Markets, Liquidity Concerns Roil Industry
Thursday, September 18, 2008
Market turbulence continued to ripple through the energy industry yesterday.
Constellation Energy Group, parent of Maryland's biggest utility, was said by a key analyst to be at an "advanced stage" in talks to sell part or all of the company after it came under pressure to boost liquidity for its energy-trading business.
Ethanol giant VeraSun lost three-quarters of its already deeply depressed stock value after saying it would lose up to $103 million in the third quarter because it made bad hedging bets on corn.
And leading oil price bull Goldman Sachs slashed its forecasts for the next few months. Less than one month after it reiterated a target of $149 a barrel by yearend, Goldman Sachs said the financial crisis and global economic slowdown could push prices down to $75.

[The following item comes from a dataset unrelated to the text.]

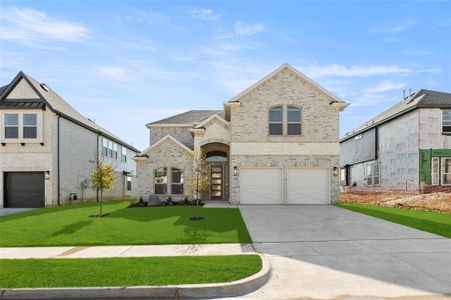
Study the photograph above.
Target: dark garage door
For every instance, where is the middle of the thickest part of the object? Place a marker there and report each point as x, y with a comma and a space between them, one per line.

Constellation Energy, one of the country's top generators of electricity and the parent of Baltimore Gas & Electric, is facing a crisis of confidence over the liquidity needs of its trading arm, which until this year was a profitable and rapidly growing business. The company issued a statement saying it was in "active discussions with potential strategic partners" and had retained advisers from Morgan Stanley and UBS.

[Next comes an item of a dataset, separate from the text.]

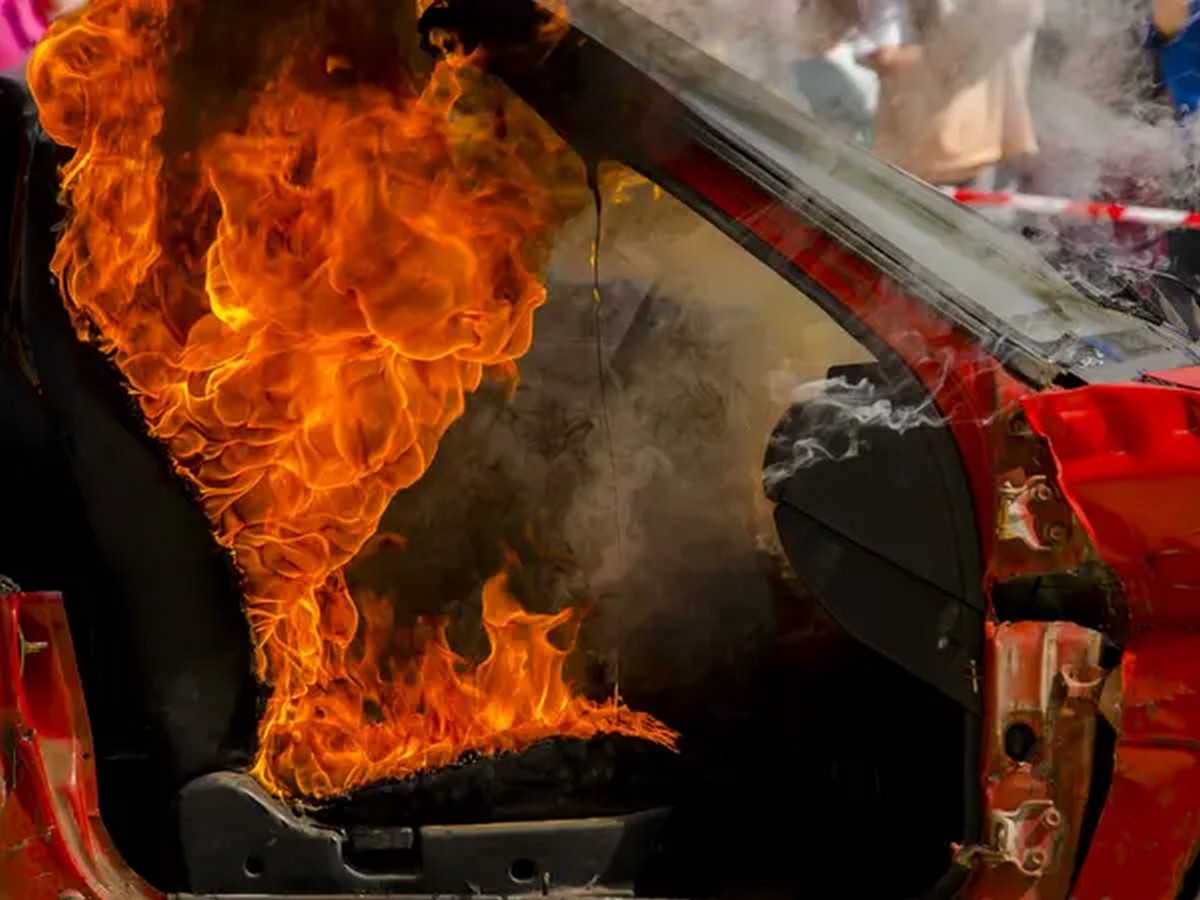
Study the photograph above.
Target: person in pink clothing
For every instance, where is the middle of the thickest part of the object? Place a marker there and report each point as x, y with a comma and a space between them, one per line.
22, 25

Standard & Poor's issued a report saying, "These strategic options include an outright sale of Constellation, which management has informed us is at an advanced stage." Maryland Gov. Martin O'Malley's office later said that state regulators would have to approve a sale if it included BGE.
Constellation's stock has lost half its value in the past two days and 70 percent of its value since July 31. Its market capitalization yesterday was $5.5 billion.

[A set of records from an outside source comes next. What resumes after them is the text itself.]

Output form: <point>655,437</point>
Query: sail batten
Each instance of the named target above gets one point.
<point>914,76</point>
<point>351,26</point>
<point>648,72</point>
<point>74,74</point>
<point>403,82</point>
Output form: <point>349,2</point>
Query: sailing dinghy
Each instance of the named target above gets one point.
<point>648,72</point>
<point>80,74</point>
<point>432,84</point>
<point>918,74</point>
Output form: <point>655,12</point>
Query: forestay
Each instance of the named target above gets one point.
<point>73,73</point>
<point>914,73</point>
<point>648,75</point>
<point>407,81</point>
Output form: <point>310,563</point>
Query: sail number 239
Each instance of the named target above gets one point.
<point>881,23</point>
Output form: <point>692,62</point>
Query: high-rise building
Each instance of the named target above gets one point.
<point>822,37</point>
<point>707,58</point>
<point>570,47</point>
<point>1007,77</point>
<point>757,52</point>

Constellation officials did not return calls for comment.
In early August, Constellation disclosed that if its credit rating were downgraded, the company would need $3.3 billion in collateral. That was about $1 billion more than it had previously said would be needed. While the revision had no immediate financial impact, it damaged investor and lender confidence.
"It was seen more as a lapse in risk management," said Aneesh Prabhu, an analyst at S&P, which lowered its credit rating for Constellation to "BBB" on Aug. 13.
He said crumbling confidence had prompted a small number of counterparties on London's ICE exchange to already cut off business with Constellation. Though they were not significant in amount, Prabhu said "once it starts, it can certainly snowball."
Analysts said there were concerns that a $2 billion credit line that Constellation had negotiated but not closed with Royal Bank of Scotland and Union Bank of Switzerland would fall through. But Constellation said yesterday that the credit line was intact. S&P's report said the rating agency had separately contacted the banks, which said they would provide the credit even if an effort to syndicate the loan to other institutions failed, a much greater possibility in the current financial climate.